Pourtant, le seul contact qu’elle aurait dû avoir avec les gens, c’était avec les bonnes qui lui apportaient de la nourriture et qui examinaient son corps pour voir si quelque chose n’allait pas… ce qui signifie qu’ils n’auraient pu utiliser qu’un seul moyen.

« Ça ne peut pas être… Je l’ai écrasée, il n’y avait rien…, » déclara Kiad.

« C’est méchant.
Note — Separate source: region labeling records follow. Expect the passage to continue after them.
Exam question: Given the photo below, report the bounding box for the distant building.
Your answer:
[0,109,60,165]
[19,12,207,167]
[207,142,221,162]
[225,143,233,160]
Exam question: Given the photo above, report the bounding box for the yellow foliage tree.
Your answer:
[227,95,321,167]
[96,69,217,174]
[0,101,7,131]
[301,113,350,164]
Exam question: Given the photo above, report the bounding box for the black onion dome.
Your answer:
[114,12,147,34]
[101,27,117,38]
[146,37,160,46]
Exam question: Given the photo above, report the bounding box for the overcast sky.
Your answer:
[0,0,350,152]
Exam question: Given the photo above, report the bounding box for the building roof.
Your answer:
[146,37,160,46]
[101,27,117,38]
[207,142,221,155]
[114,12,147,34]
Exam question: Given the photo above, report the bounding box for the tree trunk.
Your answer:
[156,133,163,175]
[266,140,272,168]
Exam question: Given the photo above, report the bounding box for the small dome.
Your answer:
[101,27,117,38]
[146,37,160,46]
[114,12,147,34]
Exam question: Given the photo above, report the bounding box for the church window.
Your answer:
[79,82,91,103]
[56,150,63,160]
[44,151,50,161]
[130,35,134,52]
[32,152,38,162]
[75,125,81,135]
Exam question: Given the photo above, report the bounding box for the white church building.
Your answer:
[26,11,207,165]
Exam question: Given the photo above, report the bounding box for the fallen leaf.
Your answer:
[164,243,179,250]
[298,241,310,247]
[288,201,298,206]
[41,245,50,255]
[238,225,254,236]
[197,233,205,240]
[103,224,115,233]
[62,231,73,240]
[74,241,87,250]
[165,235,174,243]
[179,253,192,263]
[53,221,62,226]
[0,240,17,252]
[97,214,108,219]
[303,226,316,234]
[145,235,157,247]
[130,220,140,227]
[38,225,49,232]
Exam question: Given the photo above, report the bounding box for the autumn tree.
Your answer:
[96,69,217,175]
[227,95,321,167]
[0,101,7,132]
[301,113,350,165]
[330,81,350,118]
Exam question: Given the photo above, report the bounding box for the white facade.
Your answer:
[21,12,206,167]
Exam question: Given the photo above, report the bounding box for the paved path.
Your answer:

Avez-vous vraiment écrasé la tarte de ma chef ? Elle y a mis son âme… bien que ce ne fût qu’une collation pour Lise, » déclara Takumi.

Takumi sursauta en agitant le document devant lui.

« Avez-vous oublié que Suzuran est une entreprise de la ville basse ? Nous sommes les plus petits crapuleux du coin… et notre façon de faire nous rend vraiment justice. Nous connaissons beaucoup de moyens de contrebande, et c’est très facile pour nous de communiquer quand nous parlons en langage codé entre nos camarades, » déclara Takumi.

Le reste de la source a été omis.